Allein im Jahr 2018 wurden 7109 Personen festgenommen davon 2754 wegen ihren Beiträgen verhaftet. Wie viele von diesen Zahlen wurden wegen der Beleidigung des Präsidenten festgenommen oder verhaftet? Nach Erdogans Präsidentschaftsbeginn, wurde bis 2018 gegen 68.817 Personen wegen Präsidentenbeleidigung ermittelt und innerhalb von drei Jahren wurden etwa 13.000 Prozesse eröffnet und über 3000 Personen verurteilt. Aber man muss gerecht sein, Erdogan amnestierte auf einmaliger Weise, nach dem Putsch gegen ihm, einige dieser Leute, weil die Gerichte wegen seinen Klagefällen zusammenbrachen und nicht mehr funktionstüchtig waren. Nach kurzer Zeit ging das bittere Theater weiter. 2019 waren die Zahlen nicht anders, aber das sind andere Recherchethemen.

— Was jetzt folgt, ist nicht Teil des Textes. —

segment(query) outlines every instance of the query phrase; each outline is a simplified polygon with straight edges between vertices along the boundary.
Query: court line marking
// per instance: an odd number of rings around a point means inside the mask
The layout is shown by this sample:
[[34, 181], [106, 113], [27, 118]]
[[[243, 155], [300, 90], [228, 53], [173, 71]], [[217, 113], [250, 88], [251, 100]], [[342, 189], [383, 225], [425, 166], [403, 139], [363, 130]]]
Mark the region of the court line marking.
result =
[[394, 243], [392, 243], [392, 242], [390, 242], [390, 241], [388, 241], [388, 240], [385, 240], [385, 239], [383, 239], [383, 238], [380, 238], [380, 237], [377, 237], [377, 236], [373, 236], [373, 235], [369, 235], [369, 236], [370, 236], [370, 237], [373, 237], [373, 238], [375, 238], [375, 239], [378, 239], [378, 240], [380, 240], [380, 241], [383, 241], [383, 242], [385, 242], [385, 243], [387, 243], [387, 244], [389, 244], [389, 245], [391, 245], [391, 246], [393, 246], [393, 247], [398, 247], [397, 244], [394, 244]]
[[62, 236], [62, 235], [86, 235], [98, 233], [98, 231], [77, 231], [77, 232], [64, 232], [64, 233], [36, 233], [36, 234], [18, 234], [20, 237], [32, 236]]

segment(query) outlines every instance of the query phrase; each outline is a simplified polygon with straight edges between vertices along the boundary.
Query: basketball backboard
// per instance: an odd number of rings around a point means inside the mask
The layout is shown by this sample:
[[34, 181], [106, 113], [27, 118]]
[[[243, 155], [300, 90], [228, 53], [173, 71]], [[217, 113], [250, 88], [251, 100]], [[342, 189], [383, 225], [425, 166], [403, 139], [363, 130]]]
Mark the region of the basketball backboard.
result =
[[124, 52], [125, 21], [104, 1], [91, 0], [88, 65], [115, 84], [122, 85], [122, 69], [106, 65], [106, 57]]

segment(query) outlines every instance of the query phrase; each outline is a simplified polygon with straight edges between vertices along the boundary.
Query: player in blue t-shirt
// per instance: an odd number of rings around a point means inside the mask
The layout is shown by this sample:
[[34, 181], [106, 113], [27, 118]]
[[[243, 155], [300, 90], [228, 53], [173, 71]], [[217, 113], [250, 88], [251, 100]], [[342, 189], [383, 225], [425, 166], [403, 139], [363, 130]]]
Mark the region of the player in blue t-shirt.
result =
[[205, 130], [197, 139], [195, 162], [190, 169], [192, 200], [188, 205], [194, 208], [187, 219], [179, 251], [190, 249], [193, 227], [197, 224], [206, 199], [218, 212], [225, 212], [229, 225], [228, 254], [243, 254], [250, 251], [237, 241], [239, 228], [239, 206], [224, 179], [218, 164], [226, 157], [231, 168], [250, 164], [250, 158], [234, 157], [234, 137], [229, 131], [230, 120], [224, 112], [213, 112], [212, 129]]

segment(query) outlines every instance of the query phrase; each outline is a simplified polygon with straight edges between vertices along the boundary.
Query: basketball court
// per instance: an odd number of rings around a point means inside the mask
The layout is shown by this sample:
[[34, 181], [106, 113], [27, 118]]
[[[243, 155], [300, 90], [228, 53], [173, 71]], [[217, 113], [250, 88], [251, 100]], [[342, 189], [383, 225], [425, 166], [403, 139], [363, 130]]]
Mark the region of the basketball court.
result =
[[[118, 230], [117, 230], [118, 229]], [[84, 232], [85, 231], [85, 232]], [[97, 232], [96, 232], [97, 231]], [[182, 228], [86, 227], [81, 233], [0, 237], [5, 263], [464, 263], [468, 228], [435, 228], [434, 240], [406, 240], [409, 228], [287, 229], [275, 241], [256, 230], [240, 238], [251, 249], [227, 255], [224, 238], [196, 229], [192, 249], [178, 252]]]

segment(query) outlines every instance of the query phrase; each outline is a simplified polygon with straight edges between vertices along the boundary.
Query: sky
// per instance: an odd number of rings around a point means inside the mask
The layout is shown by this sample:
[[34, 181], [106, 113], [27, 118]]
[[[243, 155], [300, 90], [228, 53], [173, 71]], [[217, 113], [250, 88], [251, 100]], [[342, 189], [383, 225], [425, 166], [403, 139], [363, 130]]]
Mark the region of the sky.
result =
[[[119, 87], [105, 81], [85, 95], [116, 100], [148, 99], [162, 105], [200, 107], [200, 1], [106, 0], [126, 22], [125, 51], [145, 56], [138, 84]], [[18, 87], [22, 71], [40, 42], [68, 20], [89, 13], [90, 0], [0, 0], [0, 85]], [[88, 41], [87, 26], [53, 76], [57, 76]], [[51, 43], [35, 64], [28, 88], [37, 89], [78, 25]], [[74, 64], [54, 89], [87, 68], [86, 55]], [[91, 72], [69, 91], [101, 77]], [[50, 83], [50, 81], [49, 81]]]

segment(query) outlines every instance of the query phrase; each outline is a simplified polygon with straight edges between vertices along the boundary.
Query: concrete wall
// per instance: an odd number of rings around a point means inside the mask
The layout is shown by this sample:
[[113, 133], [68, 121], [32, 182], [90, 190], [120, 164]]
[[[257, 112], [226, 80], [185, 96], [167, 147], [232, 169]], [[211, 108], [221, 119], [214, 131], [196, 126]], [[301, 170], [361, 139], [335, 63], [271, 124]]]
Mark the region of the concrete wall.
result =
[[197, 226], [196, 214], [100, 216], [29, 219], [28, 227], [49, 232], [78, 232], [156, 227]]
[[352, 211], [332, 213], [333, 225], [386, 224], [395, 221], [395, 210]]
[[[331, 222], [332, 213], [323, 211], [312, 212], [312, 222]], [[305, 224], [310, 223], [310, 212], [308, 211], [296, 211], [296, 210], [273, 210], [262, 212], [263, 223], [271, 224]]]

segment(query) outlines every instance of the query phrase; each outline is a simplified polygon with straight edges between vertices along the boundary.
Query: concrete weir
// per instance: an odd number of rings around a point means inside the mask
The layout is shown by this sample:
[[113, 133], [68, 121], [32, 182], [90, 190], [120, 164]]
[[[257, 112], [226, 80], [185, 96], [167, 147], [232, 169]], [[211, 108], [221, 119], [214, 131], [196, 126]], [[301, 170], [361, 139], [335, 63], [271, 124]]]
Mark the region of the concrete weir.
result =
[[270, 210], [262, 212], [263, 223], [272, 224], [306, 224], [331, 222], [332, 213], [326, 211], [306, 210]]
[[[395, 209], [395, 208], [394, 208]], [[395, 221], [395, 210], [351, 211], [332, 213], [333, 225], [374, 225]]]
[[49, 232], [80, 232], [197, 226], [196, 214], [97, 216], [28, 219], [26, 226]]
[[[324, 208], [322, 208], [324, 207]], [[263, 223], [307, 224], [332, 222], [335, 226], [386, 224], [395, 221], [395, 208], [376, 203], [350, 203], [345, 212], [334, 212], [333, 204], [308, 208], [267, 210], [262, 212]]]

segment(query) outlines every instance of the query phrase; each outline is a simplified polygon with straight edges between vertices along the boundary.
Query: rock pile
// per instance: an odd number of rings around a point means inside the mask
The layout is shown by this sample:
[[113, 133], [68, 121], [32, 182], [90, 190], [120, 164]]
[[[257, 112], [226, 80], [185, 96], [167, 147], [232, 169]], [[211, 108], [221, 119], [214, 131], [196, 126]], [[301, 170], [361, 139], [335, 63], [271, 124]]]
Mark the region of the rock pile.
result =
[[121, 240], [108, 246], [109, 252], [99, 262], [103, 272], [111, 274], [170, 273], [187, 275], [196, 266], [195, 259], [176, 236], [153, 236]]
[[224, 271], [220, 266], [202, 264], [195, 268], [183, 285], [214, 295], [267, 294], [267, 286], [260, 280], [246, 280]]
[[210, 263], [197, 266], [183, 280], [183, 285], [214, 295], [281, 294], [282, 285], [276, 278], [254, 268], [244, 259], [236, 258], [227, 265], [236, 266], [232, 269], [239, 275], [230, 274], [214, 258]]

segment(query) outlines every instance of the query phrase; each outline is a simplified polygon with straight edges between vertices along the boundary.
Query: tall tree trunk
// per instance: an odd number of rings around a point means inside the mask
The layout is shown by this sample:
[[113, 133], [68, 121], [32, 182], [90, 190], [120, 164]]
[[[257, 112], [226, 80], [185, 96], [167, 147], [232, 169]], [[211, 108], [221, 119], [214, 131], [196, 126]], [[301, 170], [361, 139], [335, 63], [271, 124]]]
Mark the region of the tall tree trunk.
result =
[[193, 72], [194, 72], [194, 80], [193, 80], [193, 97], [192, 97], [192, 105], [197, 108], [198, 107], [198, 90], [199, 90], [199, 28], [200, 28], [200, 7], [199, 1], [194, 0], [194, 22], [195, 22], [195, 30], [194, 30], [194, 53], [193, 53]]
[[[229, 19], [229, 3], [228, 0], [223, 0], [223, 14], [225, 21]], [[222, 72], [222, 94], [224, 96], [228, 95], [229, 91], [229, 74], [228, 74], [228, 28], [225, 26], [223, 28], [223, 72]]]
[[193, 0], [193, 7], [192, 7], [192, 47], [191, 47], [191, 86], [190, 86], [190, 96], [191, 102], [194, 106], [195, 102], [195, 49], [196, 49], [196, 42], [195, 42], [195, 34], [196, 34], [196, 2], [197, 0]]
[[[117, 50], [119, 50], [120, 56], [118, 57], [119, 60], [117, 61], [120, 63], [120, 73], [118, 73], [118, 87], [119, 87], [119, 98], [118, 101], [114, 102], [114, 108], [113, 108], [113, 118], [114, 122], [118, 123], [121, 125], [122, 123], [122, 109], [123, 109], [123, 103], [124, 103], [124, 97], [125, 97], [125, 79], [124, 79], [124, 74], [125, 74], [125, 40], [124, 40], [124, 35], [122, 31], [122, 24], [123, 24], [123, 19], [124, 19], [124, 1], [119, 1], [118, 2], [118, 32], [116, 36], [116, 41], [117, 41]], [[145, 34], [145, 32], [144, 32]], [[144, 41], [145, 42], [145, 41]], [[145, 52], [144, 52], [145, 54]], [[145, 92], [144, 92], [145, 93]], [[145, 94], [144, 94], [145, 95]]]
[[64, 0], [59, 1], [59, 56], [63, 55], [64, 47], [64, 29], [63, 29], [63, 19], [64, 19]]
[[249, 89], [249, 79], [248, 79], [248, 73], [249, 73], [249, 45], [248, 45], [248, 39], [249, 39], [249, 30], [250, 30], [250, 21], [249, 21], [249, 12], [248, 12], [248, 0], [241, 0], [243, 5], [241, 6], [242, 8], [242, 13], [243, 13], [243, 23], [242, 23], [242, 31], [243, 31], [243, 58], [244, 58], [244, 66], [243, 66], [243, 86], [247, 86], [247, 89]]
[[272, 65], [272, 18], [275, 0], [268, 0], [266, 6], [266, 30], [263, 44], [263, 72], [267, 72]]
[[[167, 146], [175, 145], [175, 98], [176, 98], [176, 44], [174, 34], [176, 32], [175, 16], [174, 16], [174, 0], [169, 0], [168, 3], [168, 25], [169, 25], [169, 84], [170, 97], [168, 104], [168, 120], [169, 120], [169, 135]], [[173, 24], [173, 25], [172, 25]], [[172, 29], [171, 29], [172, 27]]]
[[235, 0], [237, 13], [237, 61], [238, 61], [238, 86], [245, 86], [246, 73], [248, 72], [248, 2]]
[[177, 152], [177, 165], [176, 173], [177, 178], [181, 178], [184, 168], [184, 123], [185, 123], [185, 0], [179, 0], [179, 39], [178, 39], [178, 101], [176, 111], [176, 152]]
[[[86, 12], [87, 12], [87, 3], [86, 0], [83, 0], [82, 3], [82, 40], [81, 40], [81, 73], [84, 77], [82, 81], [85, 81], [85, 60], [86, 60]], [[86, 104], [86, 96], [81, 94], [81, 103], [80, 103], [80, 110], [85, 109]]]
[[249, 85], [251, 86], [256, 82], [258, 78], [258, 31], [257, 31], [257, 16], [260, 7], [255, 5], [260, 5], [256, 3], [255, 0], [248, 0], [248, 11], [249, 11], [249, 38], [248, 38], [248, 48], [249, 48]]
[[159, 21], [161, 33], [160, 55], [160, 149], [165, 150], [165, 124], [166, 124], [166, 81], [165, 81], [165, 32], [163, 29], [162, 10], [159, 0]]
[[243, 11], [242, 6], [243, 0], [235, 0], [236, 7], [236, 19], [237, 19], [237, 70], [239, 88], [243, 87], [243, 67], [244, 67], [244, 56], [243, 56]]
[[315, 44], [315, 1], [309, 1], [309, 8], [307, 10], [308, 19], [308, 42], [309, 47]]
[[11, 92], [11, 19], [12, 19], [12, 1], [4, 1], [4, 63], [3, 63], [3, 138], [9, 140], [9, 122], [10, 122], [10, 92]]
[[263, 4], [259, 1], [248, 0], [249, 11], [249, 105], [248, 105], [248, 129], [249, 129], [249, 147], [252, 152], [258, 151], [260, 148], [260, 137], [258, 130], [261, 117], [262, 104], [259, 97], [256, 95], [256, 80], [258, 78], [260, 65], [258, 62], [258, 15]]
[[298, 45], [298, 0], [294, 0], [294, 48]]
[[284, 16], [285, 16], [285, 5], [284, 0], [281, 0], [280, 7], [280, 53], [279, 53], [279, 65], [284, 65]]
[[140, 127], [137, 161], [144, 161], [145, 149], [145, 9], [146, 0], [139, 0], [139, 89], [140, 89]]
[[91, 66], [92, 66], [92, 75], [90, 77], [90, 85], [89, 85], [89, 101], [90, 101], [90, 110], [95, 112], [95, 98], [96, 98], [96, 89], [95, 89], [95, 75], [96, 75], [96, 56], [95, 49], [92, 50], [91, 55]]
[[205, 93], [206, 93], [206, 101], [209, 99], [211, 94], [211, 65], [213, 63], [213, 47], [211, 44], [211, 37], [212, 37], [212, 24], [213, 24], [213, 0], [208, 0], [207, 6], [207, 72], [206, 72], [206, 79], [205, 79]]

Bülent Tas und Süleyman Deveci

Zuletzt möchte ich auf die bis heute gültige Warnung, des deutschen Auswärtigen Amtes hinwiesen. Also allein in den sozialen Medien zu posten oder einen fremden Beitrag mit „Gefällt mir“ Angaben zu bestätigen, reicht für eine Festnahme völlig aus. Wenn man Erdogan beleidigt oder terroristische Propaganda (man muss darunter etwas gegen Erdogan und seine Politik verstehen) geführt hat, besteht das Risiko deshalb festgenommen und mit einer mehrjährigen Haftstrafe verurteilt wird. Es ist nicht alles, seit 2017 sollen zahlreiche Fälle registriert, wobei den Leuten ohne irgendwelchen Grund (bzw. willkürlich) die Einreise in das Land verweigert wurde. Beispiele Bülent Taş und Mahmut Canbay aus Hamburg sind immer noch frisch. Auch diese bekannten Theater Künstler aus unserer Stadt wurden mehrere Stunden festgehalten, verhört, deren Mobiltelefone abgenommen, die Inhalte, Kontakte und Sozial-Media Konten durchsucht und sie wurden persönlich erniedrigt, bedroht und beleidigt. Das deutsche Auswärtige Amt hat festgestellt, dass ein hoher Anteil der Zurückgewiesenen eine kurdische oder türkisch-alevitische Familienwurzel aufweist. Der deutsche Staatspräsident meinte, was hier bei uns als freie Meinungsäußerungen gelten, sind in der Türkei strafbare Handlungen. Aber trotz der vielen Festnahmen und Verhaftungen, all das hindert Bürger des Landes nicht, sie lassen sich nicht alles gefallen, kritisieren, spotten, beschimpfen Erdogan und die AKP weiter.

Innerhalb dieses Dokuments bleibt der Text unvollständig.